This morning I slept in late and am pouring my first cup of coffee. I’ll be taking my netbook down to the recreation room, and will be writing on my cozy mystery.
So my brain is not working in post mode this morning. So here is an excerpt of the cozy mystery I am writing:
My heels clip-clopped on the sidewalk as I followed the blue line that marked the Kit Carson self-guided tour through Carson City. My clients followed behind me at a leisurely pace. If they wanted to see the historical district, then I would show them the historical district at my speed. An hour’s walk would take oh, fifteen minutes at this rate. I could hear him panting behind me. His wife and children were several paces behind.
“Miss, miss,” he panted. I kept walking. “Ms. Wright,” he said a little louder. “Karen,” he yelled.
I stopped and turned. Mr. Beasly, Mike, I corrected myself, the man wanted to be called by his first name, was leaned over taking deep breaths. His face was read from exertion. I could see that his small family was almost two blocks behind us.
I was in professional dress, navy-blue jacket, white blouse, pencil skirt and heels. His family was in shorts, T-shirts, and running shoes. I shouldn’t have been able to out-walk the four of them.
“Yes,” I tried to be calm, professional, even a little sweet even though I just wanted to tell them to take a hike. After all I was the real estate agent, and I was supposed to be showing them the scenic area so that they would be willing to buy the Bliss Mansion.
It would be a great commission for me and also kudos for the person who could sell that historical site.

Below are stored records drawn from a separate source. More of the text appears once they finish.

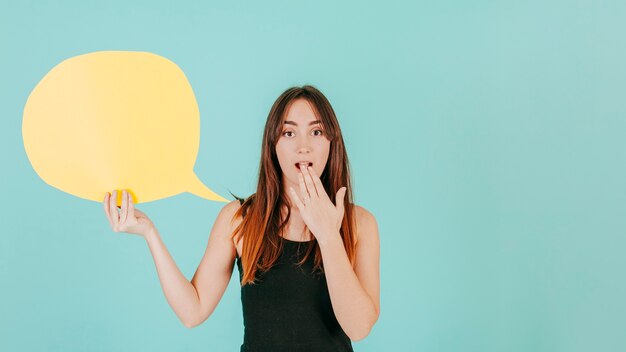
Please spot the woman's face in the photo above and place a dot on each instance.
(302, 141)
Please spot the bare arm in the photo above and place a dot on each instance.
(355, 294)
(193, 302)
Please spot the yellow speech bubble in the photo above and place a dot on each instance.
(115, 120)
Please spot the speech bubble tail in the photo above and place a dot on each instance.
(195, 186)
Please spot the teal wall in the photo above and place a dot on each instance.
(488, 139)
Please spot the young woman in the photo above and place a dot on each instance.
(308, 264)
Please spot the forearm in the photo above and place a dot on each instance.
(354, 309)
(179, 292)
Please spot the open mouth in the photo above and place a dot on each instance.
(297, 165)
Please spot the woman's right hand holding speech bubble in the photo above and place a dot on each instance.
(128, 219)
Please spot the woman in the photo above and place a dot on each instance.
(309, 268)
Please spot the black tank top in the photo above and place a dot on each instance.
(289, 308)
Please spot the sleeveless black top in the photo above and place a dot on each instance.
(289, 308)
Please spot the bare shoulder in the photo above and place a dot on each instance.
(226, 221)
(367, 227)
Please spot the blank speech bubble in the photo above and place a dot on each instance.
(115, 120)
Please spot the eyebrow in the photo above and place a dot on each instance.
(310, 123)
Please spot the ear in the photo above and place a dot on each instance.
(341, 193)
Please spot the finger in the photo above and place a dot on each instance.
(115, 216)
(304, 192)
(124, 215)
(309, 183)
(296, 199)
(319, 187)
(131, 206)
(105, 205)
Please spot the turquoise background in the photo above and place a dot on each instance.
(487, 137)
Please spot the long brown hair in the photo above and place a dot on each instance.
(261, 223)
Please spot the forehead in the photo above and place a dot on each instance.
(300, 112)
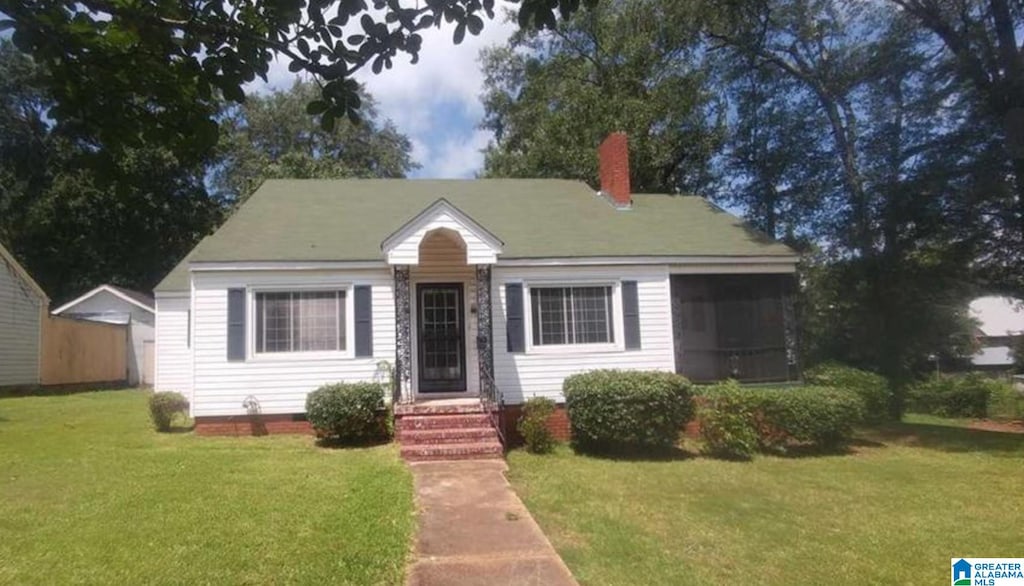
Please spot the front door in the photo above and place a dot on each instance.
(441, 338)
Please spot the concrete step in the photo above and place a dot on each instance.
(428, 409)
(446, 435)
(446, 421)
(475, 451)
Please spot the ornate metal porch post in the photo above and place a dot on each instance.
(484, 334)
(403, 337)
(792, 327)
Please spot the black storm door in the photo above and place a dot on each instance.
(441, 338)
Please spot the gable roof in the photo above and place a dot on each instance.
(347, 220)
(134, 297)
(23, 274)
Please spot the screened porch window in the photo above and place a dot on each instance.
(732, 326)
(300, 322)
(571, 315)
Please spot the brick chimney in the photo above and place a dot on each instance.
(613, 168)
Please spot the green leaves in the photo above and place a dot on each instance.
(612, 410)
(297, 133)
(126, 70)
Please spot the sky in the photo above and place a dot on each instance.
(435, 102)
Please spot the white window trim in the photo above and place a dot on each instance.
(617, 325)
(347, 353)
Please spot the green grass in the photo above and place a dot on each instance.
(90, 494)
(908, 498)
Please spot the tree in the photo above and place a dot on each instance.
(985, 40)
(845, 132)
(77, 216)
(551, 96)
(271, 136)
(136, 73)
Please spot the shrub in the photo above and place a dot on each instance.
(1006, 402)
(727, 424)
(534, 424)
(774, 417)
(164, 406)
(872, 388)
(349, 412)
(966, 395)
(612, 410)
(819, 415)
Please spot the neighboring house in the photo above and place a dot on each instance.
(1000, 325)
(112, 304)
(23, 308)
(491, 288)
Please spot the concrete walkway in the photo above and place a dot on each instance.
(473, 530)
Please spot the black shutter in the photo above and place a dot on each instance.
(364, 321)
(631, 316)
(236, 325)
(513, 315)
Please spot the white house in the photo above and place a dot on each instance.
(23, 306)
(1000, 322)
(112, 304)
(489, 290)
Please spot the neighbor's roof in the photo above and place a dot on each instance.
(998, 316)
(993, 356)
(20, 271)
(347, 219)
(134, 297)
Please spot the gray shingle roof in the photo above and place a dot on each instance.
(347, 219)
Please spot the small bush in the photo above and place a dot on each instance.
(745, 419)
(872, 388)
(349, 412)
(952, 395)
(966, 395)
(534, 425)
(612, 410)
(164, 406)
(1006, 402)
(818, 415)
(727, 424)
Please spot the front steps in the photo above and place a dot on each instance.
(445, 431)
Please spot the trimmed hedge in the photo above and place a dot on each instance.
(534, 425)
(349, 412)
(164, 406)
(964, 395)
(731, 415)
(872, 388)
(727, 424)
(612, 410)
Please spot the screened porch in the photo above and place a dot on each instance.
(734, 326)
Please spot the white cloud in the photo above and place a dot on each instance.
(436, 100)
(459, 157)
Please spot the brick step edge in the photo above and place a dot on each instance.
(446, 435)
(486, 450)
(404, 410)
(441, 421)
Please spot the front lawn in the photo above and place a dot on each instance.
(895, 510)
(90, 494)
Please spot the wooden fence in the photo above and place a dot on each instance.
(76, 351)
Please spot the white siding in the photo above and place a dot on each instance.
(20, 311)
(408, 250)
(105, 302)
(540, 372)
(443, 260)
(279, 382)
(174, 362)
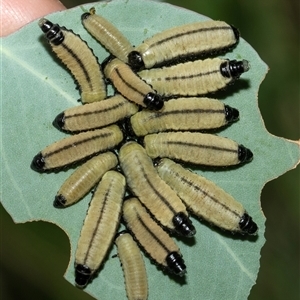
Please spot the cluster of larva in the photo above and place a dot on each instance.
(156, 112)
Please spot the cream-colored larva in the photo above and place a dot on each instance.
(184, 42)
(152, 238)
(154, 193)
(195, 78)
(205, 199)
(131, 86)
(184, 114)
(107, 34)
(78, 58)
(77, 147)
(196, 148)
(84, 178)
(95, 115)
(133, 266)
(100, 226)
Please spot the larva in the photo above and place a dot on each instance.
(100, 226)
(95, 115)
(195, 78)
(133, 267)
(77, 147)
(205, 199)
(183, 42)
(152, 238)
(184, 114)
(107, 34)
(196, 148)
(131, 86)
(154, 193)
(78, 58)
(84, 178)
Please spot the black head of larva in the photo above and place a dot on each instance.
(82, 275)
(135, 61)
(183, 225)
(59, 121)
(176, 264)
(38, 162)
(247, 225)
(59, 201)
(84, 16)
(52, 31)
(153, 101)
(231, 114)
(244, 154)
(234, 68)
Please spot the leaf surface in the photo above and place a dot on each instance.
(36, 87)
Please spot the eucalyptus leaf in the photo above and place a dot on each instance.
(36, 87)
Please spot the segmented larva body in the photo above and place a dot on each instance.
(131, 86)
(78, 58)
(95, 115)
(205, 199)
(84, 178)
(184, 42)
(195, 78)
(133, 267)
(152, 238)
(100, 226)
(184, 114)
(196, 148)
(107, 34)
(77, 147)
(152, 191)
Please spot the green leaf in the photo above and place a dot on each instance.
(36, 87)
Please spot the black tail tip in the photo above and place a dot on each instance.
(176, 264)
(236, 33)
(153, 101)
(82, 276)
(244, 154)
(247, 225)
(59, 121)
(231, 114)
(38, 163)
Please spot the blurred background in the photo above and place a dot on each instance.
(34, 256)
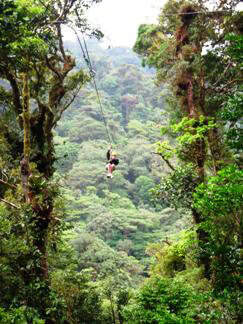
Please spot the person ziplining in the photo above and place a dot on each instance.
(113, 161)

It had been on the market for years now since the housing market took a dive. I needed that money to keep my business running and food on the table.
“Could you slow down,” Mike asked. Good, I was remembering his name. I hadn’t lost all of my people skills.
I gave him a smile that made him jerk just a little. I toned it down.
“Maybe you should get a private tour guide from the Ghostwalk people,” I said, doing my best to sound sympathetic. “I know they show a few of the major houses like the Ferris mansion. They are the ones who were in the Ferris wheel business. Or you could dial that number I gave you.”
“We like the personal touch, miss,” Mike was getting his breath back. “Plus haven’t you lived here all your life?”
Okay, I wanted to hit the guy. It was a sore spot for me. I had wanted to travel, have the good life, and live in a historical mansion of my own. Had it worked out for me so far? If I said no, would you be surprised?
I cut off my rant in my mind and to the customer. This one would buy the Bliss Mansion if I had to tie him to the place and set it on fire. I answered Mike, “Yes, I lived here most of my life.” I pointed to the next block. “We are almost there,” I said. I hoped Mary Davis, our resident historical enactor, would be ready for these live firecrackers.
The Bliss Mansion, built with millionaire Duane Bliss’s money from lumber and railroad commerce, was a three story building across from the Governor’s mansion in Carson City, Nevada. It had been converted into a bed and breakfast with five guest suites and a private bath in each suite. It had been a prestigious home in its day. Even now, the owners kept it in excellent shape for a Victorian home in a city that’s biggest economy was government.
I stopped in front of the house, admiring the lawn and fountain, the long porch, and lilacs. The place was worth two million dollars more or less. I looked back at Mr. Beasley, his wife, and children. How could this man come up with the down payment to such a property? Maybe I was a little hasty in thinking that this man had the resources to buy it.
I looked at him with a jaundiced eye. His clothes were from a Wal-Mart line. His most expensive piece of clothing was his shoes. They were those running shoes that were supposed to float as you ran on them or some such nonsense.
His wife had a huge purse, but it wasn’t one of those designer brands. I would expect someone with a lot of disposable cash to have something designer on them. At the very least a Rolex watch. I shrugged. Even the smallest California home could go for thousands of dollars. Add some property to the cracker box house and they could have sold their previous home for a million more or less.
Or they could be lottery winners. If I won the lottery, I would buy a huge house, an RV, and maybe some better clothes. My clothes were serviceable and did look good for the job. My main indulgence was the high heels that almost looked like I bought at a high-end store.